About the Diary
I began the diary several days after I arrived in San Francisco in May 1967. I bought the 96-page copybook with a brown cover at the corner drugstore.
All this fit the literary life I hoped to begin, rather than the voyage I was about to embark on. I had come to San Francisco to start my graduate degree in creative writing at San Francisco State.
I didn’t know much about the Haight-Ashbury before I left Philadelphia. There had been a couple stories in the local newspaper, but I never expected to get swept up in it. I was an ambitious writer working on my first novel.

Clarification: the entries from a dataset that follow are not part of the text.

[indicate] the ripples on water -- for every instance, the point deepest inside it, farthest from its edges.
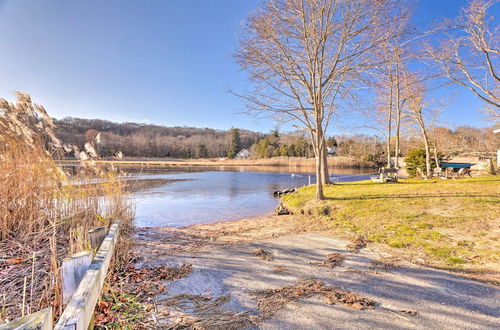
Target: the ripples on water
(208, 195)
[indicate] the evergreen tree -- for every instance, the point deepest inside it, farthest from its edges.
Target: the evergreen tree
(201, 151)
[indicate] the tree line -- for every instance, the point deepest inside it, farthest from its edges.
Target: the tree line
(309, 60)
(152, 141)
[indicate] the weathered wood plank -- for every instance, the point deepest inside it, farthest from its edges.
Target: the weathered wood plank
(41, 320)
(79, 312)
(96, 236)
(73, 270)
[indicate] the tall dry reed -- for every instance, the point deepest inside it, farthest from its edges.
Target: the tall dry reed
(45, 212)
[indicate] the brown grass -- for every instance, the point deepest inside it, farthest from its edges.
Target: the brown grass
(272, 300)
(43, 216)
(263, 254)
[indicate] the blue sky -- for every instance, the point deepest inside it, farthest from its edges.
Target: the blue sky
(166, 62)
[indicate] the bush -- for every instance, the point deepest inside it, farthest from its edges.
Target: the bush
(416, 159)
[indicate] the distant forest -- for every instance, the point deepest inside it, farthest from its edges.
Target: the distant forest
(143, 140)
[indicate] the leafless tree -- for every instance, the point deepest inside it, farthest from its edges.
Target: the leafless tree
(421, 114)
(470, 55)
(303, 55)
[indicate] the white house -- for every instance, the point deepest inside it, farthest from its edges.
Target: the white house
(243, 154)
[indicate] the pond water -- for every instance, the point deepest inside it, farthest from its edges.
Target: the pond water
(181, 197)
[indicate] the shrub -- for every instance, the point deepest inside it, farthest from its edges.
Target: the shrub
(416, 159)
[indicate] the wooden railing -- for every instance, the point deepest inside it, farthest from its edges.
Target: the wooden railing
(83, 279)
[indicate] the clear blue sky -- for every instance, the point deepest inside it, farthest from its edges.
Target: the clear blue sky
(165, 62)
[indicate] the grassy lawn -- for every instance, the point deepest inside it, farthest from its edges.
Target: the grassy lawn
(452, 224)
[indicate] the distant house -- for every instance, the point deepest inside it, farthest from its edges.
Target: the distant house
(243, 154)
(331, 151)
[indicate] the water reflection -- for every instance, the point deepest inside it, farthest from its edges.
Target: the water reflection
(207, 195)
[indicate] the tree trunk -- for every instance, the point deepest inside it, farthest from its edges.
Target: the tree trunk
(318, 147)
(325, 179)
(398, 125)
(436, 158)
(398, 111)
(319, 173)
(428, 173)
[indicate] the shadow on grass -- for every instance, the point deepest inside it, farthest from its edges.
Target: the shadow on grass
(374, 197)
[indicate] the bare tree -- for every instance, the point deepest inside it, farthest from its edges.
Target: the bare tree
(422, 115)
(470, 56)
(302, 56)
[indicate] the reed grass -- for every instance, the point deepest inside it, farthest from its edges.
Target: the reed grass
(44, 217)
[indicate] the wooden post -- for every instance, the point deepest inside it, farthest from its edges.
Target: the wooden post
(96, 237)
(41, 320)
(73, 270)
(80, 310)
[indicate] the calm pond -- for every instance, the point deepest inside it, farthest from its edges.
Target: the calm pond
(181, 197)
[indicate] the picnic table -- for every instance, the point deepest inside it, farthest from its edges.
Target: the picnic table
(454, 170)
(386, 175)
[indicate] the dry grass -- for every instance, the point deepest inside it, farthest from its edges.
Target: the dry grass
(128, 298)
(448, 224)
(332, 260)
(43, 216)
(272, 300)
(263, 254)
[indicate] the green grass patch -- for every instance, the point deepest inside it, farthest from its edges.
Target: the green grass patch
(451, 222)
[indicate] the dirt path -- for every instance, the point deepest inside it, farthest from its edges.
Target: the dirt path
(227, 287)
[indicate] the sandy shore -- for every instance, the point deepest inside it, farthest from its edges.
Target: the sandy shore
(231, 286)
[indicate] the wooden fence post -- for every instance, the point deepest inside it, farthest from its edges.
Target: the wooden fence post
(80, 310)
(96, 237)
(41, 320)
(73, 270)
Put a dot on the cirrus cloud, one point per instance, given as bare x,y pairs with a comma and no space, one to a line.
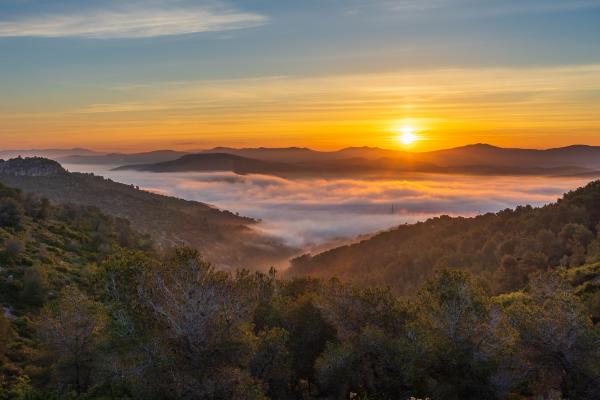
131,22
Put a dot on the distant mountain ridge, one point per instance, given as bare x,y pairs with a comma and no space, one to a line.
212,162
124,158
503,248
477,159
226,239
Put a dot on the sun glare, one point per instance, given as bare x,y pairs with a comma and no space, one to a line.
407,135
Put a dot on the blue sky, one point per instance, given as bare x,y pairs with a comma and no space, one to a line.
57,54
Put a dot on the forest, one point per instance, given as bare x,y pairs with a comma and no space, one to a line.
502,306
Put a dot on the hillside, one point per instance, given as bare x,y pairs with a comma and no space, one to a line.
478,159
502,248
43,248
123,158
228,240
89,311
211,162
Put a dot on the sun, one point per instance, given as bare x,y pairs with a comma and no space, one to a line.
407,135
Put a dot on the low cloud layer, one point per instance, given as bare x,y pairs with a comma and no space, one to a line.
132,21
310,212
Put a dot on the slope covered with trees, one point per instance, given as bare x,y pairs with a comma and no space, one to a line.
175,328
90,312
503,248
228,240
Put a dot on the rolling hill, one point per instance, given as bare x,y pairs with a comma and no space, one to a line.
212,162
123,158
226,239
478,159
504,248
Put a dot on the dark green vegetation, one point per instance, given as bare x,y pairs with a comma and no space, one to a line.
502,249
478,159
170,221
92,312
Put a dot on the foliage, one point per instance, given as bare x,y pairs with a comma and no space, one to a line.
91,313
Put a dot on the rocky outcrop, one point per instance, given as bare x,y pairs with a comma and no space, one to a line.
34,166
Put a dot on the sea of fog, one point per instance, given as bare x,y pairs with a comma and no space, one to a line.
311,212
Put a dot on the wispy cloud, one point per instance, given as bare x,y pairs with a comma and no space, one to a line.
472,8
131,22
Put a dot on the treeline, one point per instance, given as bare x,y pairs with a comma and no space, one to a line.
43,248
503,249
175,328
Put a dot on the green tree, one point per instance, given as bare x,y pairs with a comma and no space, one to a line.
71,327
11,213
35,286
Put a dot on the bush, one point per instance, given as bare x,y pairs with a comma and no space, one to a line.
11,213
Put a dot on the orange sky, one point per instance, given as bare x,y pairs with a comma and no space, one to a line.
536,107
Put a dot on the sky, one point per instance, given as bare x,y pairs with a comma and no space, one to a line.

But the excitement was irresistible. I was 22 and ready for changes. It was fun, terrifying, sexy, crazed.
Only a few years before, I was thoroughly disposed to become a good husband, father, and wage earner, with regular attendance at church.
Although my belief in that world had been fading for some time, it would be dismissed within days of arriving here.
For myself, and many others, it was the birth of consciousness—personal, social, and political—no matter how much effort the media made to morph the Sixties into a spacey cliché.
Of course dissent of any kind was anathema in America then.
We threatened entrenched beliefs. We saw the lies early.
In writing the diary I imitated Joyce’s stream of consciousness style, describing the vignettes of my new existence in quick flashing images, separated only by commas. Periods were used to take a breath. Daily entries were made in pencil or ballpoint, depending on the budget that week.
At the time I titled the diary Keep Out: A Journal, with Scotch tape and a slip of paper taped on the cover. It seemed like the literary thing to do. At the same time, it was a warning to snoops.
I kept my diary on my writing table in the living room. It was easy to reach when the afternoon’s fiction was finished. Nights were free to explore my new world.
The diary began with a Kerouac-like description of driving across country in three days with a cousin and high school friend. We headed straight for Haight Street.
It was an embracing scene, an attempt to spread a tribal love that celebrated life rather than the death culture surrounding us. Not only the horrors of war but the loveless materialism supporting it created a generation of the betrayed and disenchanted.
I rediscovered the diary in 1980 when I tried to write a novel about the Summer of Love. The novel wasn’t successful but in the process I realized there was something of value between all those commas. Images seemed to slam each other with their intensity.
I thought I might type it up someday to see how the scrawl resounded in clear type.
But decades would pass.
Then, with the invasion of Iraq, I began to think the diary might have relevance to the tragedy we face now and the tragedy we faced then.
I first typed the diary in 1997, but now I wove news items into those that were already there. I added letters from Vietnam. I filtered in song lyrics. I edited the entries so they would be more accessible to the average reader.
I wanted to create a book rather than a literal diary to show how little has changed.
The Sixties Diary: Summer of Love is a section of an extended set of diaries that continue to the present. The diaries now inhabit a trunk in a Victorian attic in a house in, where else, the Haight-Ashbury.
Over the years they’ve inhabited boxes, drawers, closets, basements, garages. For several years they sat in a large grocery carton on a leaky porch in a city that loves to rain.
They survived, and so did I.
I’ll publish The Eighties Diary next. It captures the Punk period during the Reagan reign.